How many experiments were performed in the study in section 5.4? The authors only mention using 50 and 100-byte random text strings. How many such random text strings were transmitted? Were they still ASCII character strings? What was their entropy value?

The studies presented in sections 5.2, 5.3, and 5.4 need to be repeated.


Comments on the figures:
1. Figure 1. The notations a, b, and c should be briefly explained in the figure's caption, not just in the paragraph on the previous page. The same applies to Figure 6.
2. Figure 4. The decibel (dB) is a relative unit. If a reference value has not been defined, this is a significant error. Please use unambiguous units on the scale (e.g., dBm). The same applies to Figure 9, Figure 10, and Figure 11.

Author Response

Please see the attachment.

Author Response File: Author Response.pdf

Reviewer 2 Report

Comments and Suggestions for Authors

All comments have been addressed satisfactorily, and the reviewer deems the manuscript suitable for publication.

Author Response

We would like to thank the reviewer for taking the time to read thoroughly the paper, for the precise suggestions he made to improve it and for all the errors they brought to our attention. In revision, we have done our best to address the issues raised by the reviewer as much as possible.

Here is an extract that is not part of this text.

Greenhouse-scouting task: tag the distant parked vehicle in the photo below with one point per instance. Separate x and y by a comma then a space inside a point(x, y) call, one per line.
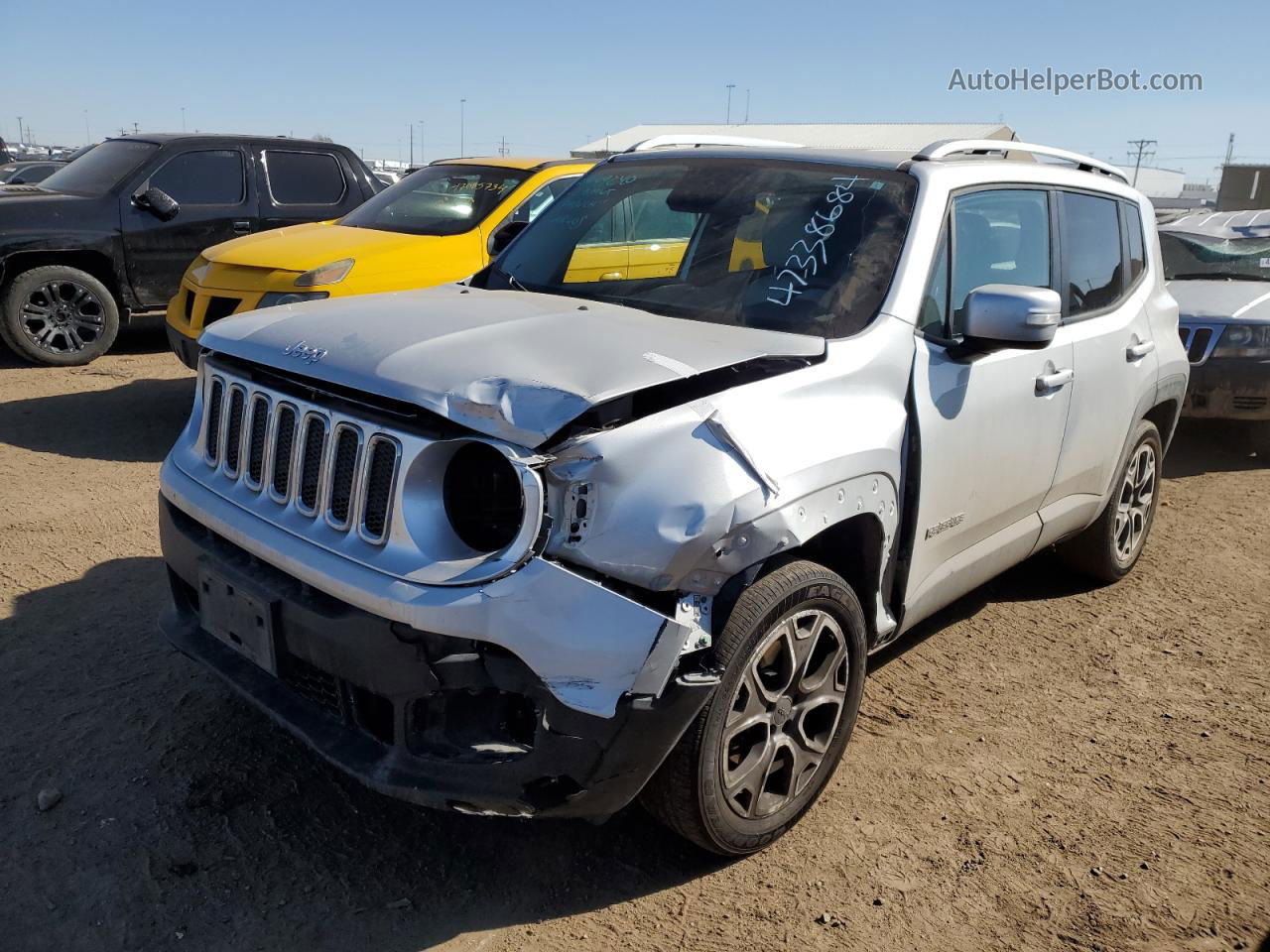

Importantly, all experiments were repeated using randomly generated hexadecimal strings, and the results of every experiment are now presented both in tables and in graphical form for clarity.

Thank you very much for taking the time to review this manuscript. We highly appreciate your valuable feedback and have carefully considered all of the comments provided. Based on your suggestions, we have made several revisions to improve the manuscript.

  • We re-examined Algorithm 3 and found that its parameters had to be manually tuned. Since adjusting GNU Radio parameters has already improved the signal-to-noise separation significantly, Algorithm 3 did not provide further benefit. Therefore, it was removed from the revised manuscript. The related setup parameters are now clearly summarized in Section 4.2 (Table 1).
  • We repeated the zero-bit delay experiments with expanded values (50, 100, 200, 300, 400, 500 ms) and added graphical results. This clarified the performance trends and confirmed optimized settings: 400 ms for Galaxy S21 and 300 ms for Galaxy S22/S23. Results are reported in Section 5.2 (Table 2, Figure 10).
  • We replaced ASCII test words with unbiased random hexadecimal strings generated using Python’s random module, ensuring equal probability of 0s and 1s. All experiments in Sections 5.2–5.4 were repeated with five independent random strings per condition, and results are now averaged across trials.
  • For the message length evaluation (Section 5.4), we extended the design by testing with five distinct 50-byte and 100-byte random strings, rather than a single long ASCII message. This ensures balanced entropy (1 bit per bit) and more reliable evaluation.
  • Figure captions were revised to include explicit explanations of notations (a), (b), (c) for Figures 1 and 6.
  • Axis labels in Figures 4 and 9 were corrected to clearly distinguish between absolute (dBm) and relative (dBFS) units.

We believe these changes address the reviewer’s concerns and strengthen the manuscript. The updated version now provides clearer methodology, expanded experimental coverage, and more rigorous validation of the proposed covert channel system.